『田舎のパン屋が見つけた「腐る経済」』
著 者:渡邉 格
出版社:講談社
発 行:2013/09
定 価:1,680円
出版社:講談社
発 行:2013/09
定 価:1,680円
【目次】
1.腐らない経済
2.腐る経済
1.腐らない経済
2.腐る経済





本書の著者、岡山県真庭市で「天然菌」を使用したパン屋「タルマーリー」を営む渡邉格さんは、「腐らない経済」に異を唱える。そして「タルマーリー」において、「利潤を出さない」ことを経営理念に掲げ、「腐る経済」を実践している。本書では、そのユニークな理論を解説しながら、そうした考え方に行き着くきっかけ、パン屋開店前後のいきさつ等を語っている。

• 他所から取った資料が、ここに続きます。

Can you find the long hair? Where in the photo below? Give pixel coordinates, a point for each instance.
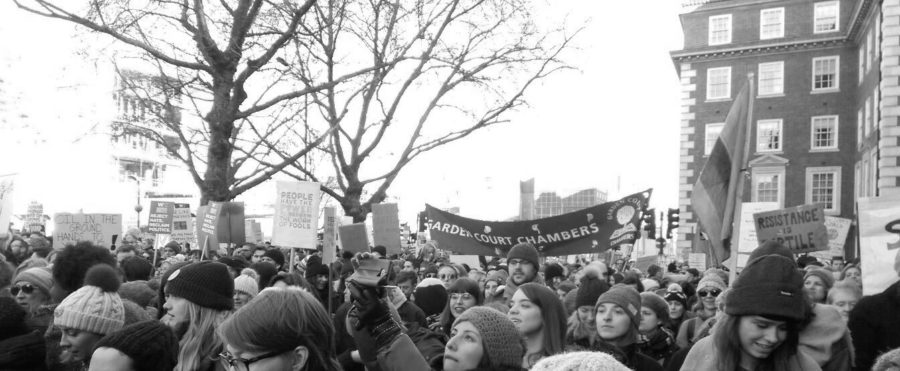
(200, 343)
(281, 320)
(553, 315)
(460, 286)
(727, 345)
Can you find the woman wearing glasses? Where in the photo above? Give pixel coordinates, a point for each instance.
(281, 329)
(461, 295)
(708, 289)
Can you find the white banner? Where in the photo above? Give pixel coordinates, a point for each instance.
(296, 214)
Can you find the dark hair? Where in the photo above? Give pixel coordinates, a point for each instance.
(553, 314)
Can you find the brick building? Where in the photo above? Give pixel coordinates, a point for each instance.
(825, 114)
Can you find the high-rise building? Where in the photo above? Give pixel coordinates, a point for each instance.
(825, 119)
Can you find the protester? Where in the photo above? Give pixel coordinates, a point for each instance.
(540, 318)
(281, 329)
(760, 327)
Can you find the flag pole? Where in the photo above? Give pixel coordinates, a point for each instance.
(742, 173)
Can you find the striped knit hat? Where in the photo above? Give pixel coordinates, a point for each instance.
(96, 307)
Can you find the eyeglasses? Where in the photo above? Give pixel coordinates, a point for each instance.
(240, 364)
(26, 288)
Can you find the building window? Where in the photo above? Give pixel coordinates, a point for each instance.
(823, 185)
(771, 23)
(720, 29)
(825, 73)
(824, 133)
(712, 134)
(771, 78)
(718, 83)
(826, 17)
(768, 136)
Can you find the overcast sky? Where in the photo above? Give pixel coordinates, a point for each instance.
(615, 121)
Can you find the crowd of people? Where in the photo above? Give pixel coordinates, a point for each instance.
(133, 307)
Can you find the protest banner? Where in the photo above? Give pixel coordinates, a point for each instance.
(160, 218)
(354, 238)
(296, 214)
(183, 225)
(591, 230)
(838, 229)
(7, 184)
(879, 229)
(100, 229)
(800, 228)
(386, 227)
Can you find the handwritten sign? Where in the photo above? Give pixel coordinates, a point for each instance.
(386, 227)
(99, 229)
(296, 214)
(160, 218)
(800, 228)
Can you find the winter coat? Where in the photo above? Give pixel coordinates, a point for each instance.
(704, 357)
(875, 325)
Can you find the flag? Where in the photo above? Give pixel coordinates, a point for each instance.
(715, 192)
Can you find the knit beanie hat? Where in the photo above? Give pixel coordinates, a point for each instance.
(151, 345)
(137, 291)
(592, 286)
(136, 268)
(247, 283)
(657, 304)
(524, 251)
(826, 277)
(96, 307)
(627, 298)
(711, 282)
(40, 278)
(502, 344)
(205, 283)
(768, 286)
(579, 361)
(431, 296)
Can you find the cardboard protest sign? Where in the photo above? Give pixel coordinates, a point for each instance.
(296, 214)
(591, 230)
(183, 225)
(386, 227)
(99, 229)
(838, 229)
(160, 218)
(800, 228)
(879, 229)
(354, 238)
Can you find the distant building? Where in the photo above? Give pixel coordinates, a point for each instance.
(825, 126)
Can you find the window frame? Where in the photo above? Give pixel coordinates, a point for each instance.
(812, 133)
(836, 186)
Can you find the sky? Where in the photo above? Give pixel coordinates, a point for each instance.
(613, 123)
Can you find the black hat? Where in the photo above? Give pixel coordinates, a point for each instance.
(205, 283)
(151, 345)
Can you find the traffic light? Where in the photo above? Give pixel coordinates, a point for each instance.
(673, 219)
(648, 221)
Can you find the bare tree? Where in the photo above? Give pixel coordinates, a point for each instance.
(442, 70)
(226, 61)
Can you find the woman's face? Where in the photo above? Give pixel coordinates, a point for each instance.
(649, 321)
(460, 301)
(676, 309)
(844, 300)
(612, 321)
(814, 288)
(464, 349)
(29, 296)
(586, 315)
(525, 314)
(78, 344)
(760, 336)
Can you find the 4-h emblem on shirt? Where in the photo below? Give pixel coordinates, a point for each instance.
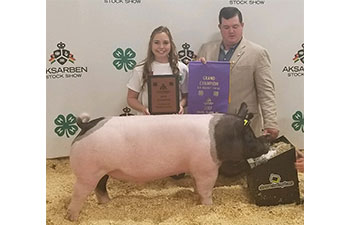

また渡邉さんは原材料をできるだけ近隣から仕入れるようにし、パンを媒介にして「地産地消」で地域内で農産物を「循環」させることをめざしている。パンをつくって売れば売るほど地域経済が活性化し、かつ地域の自然と環境が生態系の豊かさと多様性を取り戻していく。これこそ「腐る(=循環する)経済」であり、21世紀の持続可能な社会をめざすうえで示唆に富む理論、およびその実践例といえる。